Online travel deals firm Travelzoo is being linked with a possible sale.
The list of potential buyers could include Amazon and Google, which bought travel technology company ITA Software last year, Reuters reported.
The New York-based company has a market value of more than $336 million. Having initially refused to say anything the firm eventually said it does not validate any claims of interest in it as it attracts constant speculation.
Travelzoo’s move comes after it received takeover interest from private equity firms and trade buyers, sources told the news agency.
The unnamed sources said online travel website ODIGEO, which is owned by AXA Private Equity and Permira, could also be a likely buyer.

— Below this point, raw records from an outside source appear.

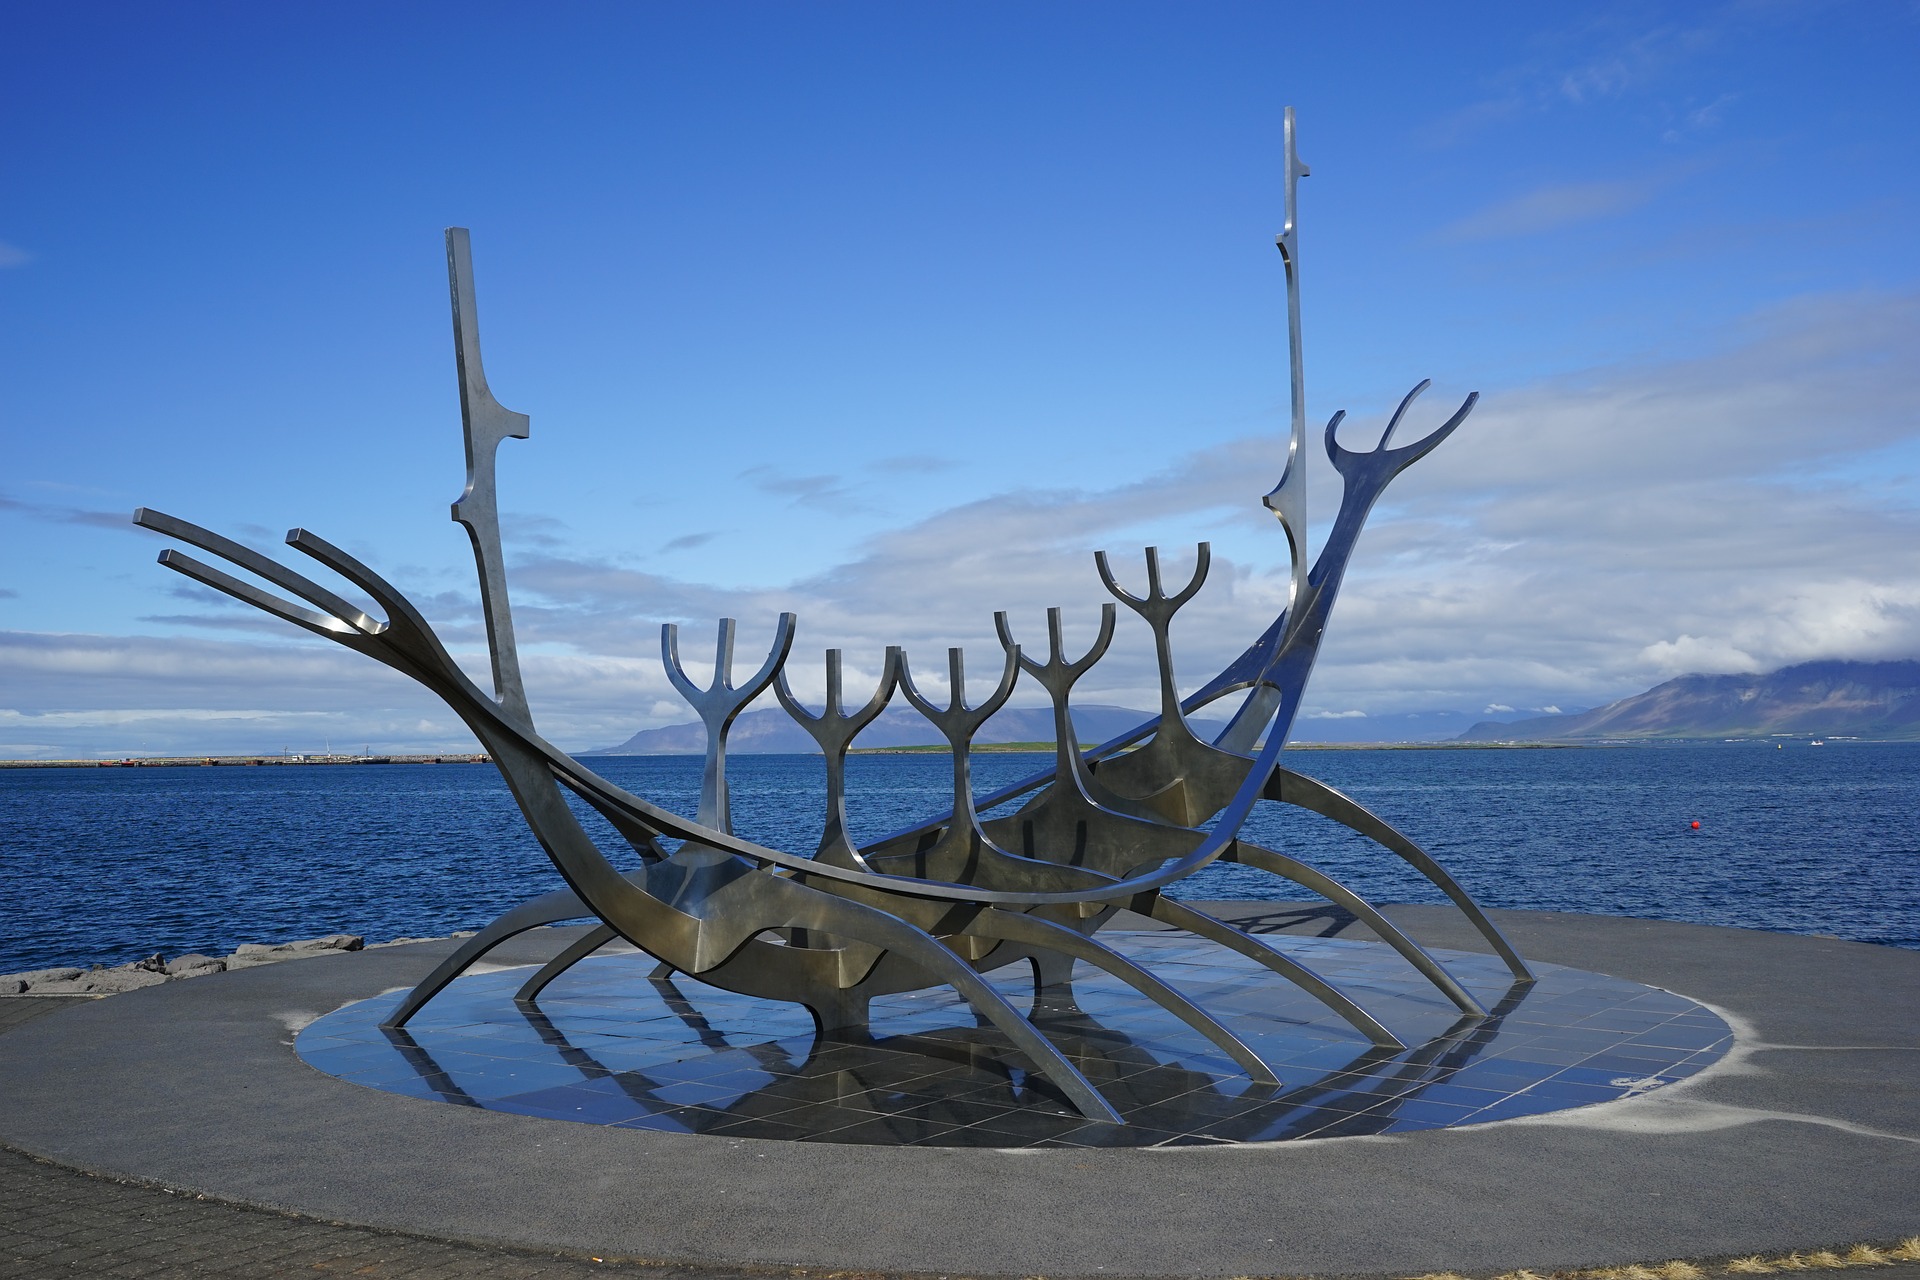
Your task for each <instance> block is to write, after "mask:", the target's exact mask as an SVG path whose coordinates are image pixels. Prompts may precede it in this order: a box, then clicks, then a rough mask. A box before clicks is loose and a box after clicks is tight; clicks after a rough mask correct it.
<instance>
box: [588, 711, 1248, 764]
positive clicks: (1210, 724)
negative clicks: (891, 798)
mask: <svg viewBox="0 0 1920 1280" xmlns="http://www.w3.org/2000/svg"><path fill="white" fill-rule="evenodd" d="M1156 714H1158V712H1135V710H1127V708H1125V706H1075V708H1073V731H1075V733H1077V735H1079V739H1081V741H1083V743H1104V741H1108V739H1110V737H1119V735H1121V733H1125V731H1129V729H1133V727H1135V725H1139V723H1142V722H1146V720H1152V718H1154V716H1156ZM1190 723H1192V727H1194V731H1196V733H1200V737H1206V739H1212V737H1213V735H1215V733H1219V731H1221V729H1225V727H1227V725H1225V722H1215V720H1192V722H1190ZM945 741H947V739H943V737H941V735H939V731H937V729H935V727H933V725H931V723H927V720H925V718H924V716H922V714H920V712H916V710H912V708H906V706H895V708H889V710H883V712H881V714H879V718H877V720H876V722H874V723H870V725H868V727H866V729H864V731H862V733H860V737H856V739H854V747H933V745H941V743H945ZM973 741H975V743H1052V741H1054V714H1052V710H1048V708H1044V706H1008V708H1002V710H998V712H996V714H995V716H993V720H989V722H987V723H985V725H983V727H981V731H979V733H977V735H975V737H973ZM726 747H728V752H730V754H749V756H751V754H810V752H816V750H820V748H818V747H816V745H814V739H812V737H808V735H806V729H803V727H801V725H797V723H793V718H791V716H787V712H785V710H781V708H778V706H768V708H760V710H756V712H741V716H739V720H735V722H733V727H732V731H730V733H728V739H726ZM705 750H707V729H705V727H703V725H699V723H680V725H664V727H660V729H641V731H639V733H636V735H634V737H630V739H626V741H624V743H620V745H618V747H609V748H607V750H589V752H582V754H586V756H697V754H703V752H705Z"/></svg>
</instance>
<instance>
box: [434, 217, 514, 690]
mask: <svg viewBox="0 0 1920 1280" xmlns="http://www.w3.org/2000/svg"><path fill="white" fill-rule="evenodd" d="M447 286H449V290H451V294H453V359H455V363H457V367H459V374H461V422H463V426H465V428H467V491H465V493H461V499H459V501H457V503H453V518H455V520H457V522H459V524H463V526H467V537H468V539H470V541H472V545H474V562H476V564H478V566H480V606H482V608H484V610H486V639H488V651H490V652H492V654H493V697H495V699H497V700H499V704H501V710H505V712H509V714H513V716H516V718H518V720H522V722H528V723H532V718H530V714H528V710H526V689H524V685H520V652H518V649H515V643H513V608H511V606H509V603H507V562H505V560H503V558H501V549H499V499H497V495H495V489H493V455H495V451H497V449H499V441H503V439H507V438H509V436H513V438H515V439H526V436H528V430H530V426H528V418H526V415H524V413H513V411H511V409H503V407H501V403H499V401H497V399H493V391H490V390H488V386H486V370H484V368H482V367H480V309H478V305H476V303H474V259H472V248H470V246H468V240H467V228H465V226H449V228H447Z"/></svg>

Shares of Travelzoo were up almost 30% in early dealings on the New York Stock Exchange on Wednesday, trading close to $27.

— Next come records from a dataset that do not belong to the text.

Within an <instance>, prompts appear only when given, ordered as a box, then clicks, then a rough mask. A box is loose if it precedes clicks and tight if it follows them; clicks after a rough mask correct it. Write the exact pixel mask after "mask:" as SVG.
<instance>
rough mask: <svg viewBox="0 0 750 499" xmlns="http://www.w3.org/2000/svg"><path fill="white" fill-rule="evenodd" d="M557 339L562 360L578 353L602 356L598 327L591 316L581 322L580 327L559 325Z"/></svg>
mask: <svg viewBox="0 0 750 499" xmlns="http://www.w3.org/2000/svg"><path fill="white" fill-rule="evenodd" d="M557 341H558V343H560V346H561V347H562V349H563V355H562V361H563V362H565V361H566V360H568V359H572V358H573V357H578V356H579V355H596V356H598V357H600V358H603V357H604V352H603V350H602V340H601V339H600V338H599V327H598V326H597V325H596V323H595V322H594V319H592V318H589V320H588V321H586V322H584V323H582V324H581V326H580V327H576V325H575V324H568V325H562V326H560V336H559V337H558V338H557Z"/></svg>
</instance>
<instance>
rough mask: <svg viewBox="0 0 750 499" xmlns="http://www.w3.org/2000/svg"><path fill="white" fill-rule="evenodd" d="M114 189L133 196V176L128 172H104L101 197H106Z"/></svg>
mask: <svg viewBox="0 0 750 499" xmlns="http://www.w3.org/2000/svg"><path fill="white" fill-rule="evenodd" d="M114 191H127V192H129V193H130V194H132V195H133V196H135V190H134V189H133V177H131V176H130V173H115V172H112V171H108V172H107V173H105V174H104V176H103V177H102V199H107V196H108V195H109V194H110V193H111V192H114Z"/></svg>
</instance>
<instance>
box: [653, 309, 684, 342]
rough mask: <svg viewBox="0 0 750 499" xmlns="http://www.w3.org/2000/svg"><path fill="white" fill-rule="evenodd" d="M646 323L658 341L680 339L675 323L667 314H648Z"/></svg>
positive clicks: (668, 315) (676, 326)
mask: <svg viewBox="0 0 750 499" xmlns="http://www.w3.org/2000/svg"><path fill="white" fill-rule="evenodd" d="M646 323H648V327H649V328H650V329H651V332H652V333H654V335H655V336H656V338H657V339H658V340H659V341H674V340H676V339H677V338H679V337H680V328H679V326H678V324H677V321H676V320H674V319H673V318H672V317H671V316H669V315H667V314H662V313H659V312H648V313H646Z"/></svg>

Travelzoo’s more than 24 million subscribers in North America, Europe and Asia-Pacific, and its depressed stock price, could prove to be an attractive proposition for buyers.

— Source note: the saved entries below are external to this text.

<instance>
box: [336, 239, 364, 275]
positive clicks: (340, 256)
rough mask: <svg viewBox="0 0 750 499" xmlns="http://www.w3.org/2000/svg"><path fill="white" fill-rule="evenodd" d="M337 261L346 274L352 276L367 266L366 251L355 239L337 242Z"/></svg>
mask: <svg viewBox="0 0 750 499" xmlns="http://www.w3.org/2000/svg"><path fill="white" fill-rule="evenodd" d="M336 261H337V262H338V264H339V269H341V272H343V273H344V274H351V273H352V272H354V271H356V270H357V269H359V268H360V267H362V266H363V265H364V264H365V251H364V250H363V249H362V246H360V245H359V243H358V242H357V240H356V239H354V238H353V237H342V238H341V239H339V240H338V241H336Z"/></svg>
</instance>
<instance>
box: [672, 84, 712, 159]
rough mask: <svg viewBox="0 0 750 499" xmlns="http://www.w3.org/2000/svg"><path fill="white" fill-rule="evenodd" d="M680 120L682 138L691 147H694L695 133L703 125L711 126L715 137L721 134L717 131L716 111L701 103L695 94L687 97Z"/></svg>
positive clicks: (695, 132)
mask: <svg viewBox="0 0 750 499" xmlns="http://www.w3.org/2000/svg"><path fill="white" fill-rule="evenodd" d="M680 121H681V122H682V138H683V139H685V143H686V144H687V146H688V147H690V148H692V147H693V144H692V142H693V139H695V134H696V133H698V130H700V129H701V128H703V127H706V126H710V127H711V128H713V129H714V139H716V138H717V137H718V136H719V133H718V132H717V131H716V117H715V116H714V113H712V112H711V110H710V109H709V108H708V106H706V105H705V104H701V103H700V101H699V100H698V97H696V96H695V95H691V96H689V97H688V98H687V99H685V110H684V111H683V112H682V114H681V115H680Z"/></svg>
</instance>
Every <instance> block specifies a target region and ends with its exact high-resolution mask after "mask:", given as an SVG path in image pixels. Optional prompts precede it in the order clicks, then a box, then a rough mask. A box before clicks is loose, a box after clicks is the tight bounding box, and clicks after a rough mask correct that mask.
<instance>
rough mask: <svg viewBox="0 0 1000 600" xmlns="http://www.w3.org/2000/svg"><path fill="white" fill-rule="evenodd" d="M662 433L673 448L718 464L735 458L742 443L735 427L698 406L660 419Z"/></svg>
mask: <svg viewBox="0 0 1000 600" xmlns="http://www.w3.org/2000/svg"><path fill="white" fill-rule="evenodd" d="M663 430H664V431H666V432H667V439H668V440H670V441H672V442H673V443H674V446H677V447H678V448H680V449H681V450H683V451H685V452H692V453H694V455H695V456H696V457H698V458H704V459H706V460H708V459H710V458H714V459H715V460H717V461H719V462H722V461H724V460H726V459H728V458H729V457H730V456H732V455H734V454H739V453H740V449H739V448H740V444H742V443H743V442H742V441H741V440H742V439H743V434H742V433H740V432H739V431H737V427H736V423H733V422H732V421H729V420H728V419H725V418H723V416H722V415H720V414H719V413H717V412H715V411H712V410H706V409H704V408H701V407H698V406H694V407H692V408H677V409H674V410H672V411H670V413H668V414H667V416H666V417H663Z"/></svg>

Dan Kurnos, a research analyst at The Benchmark Company, was quoted as saying: “Travelzoo comes with a built in subscriber base and you are getting a business that is probably growing 10% to 15% even in challenging economic times.
“It makes sense for them to be acquired by somebody, especially given the success that Groupon has had with getaways.”
Travelzoo recently entered the local deals market, allowing subscribers to purchase vouchers from local businesses such as spas, hotels and restaurants, and putting it in direct competition with online coupon websites such as Groupon.
The company is controlled by Ralph Bartel, who founded Travelzoo in 1998 and serves as a director with a 53.3% ownership. His brother Holger Bartel is chairman.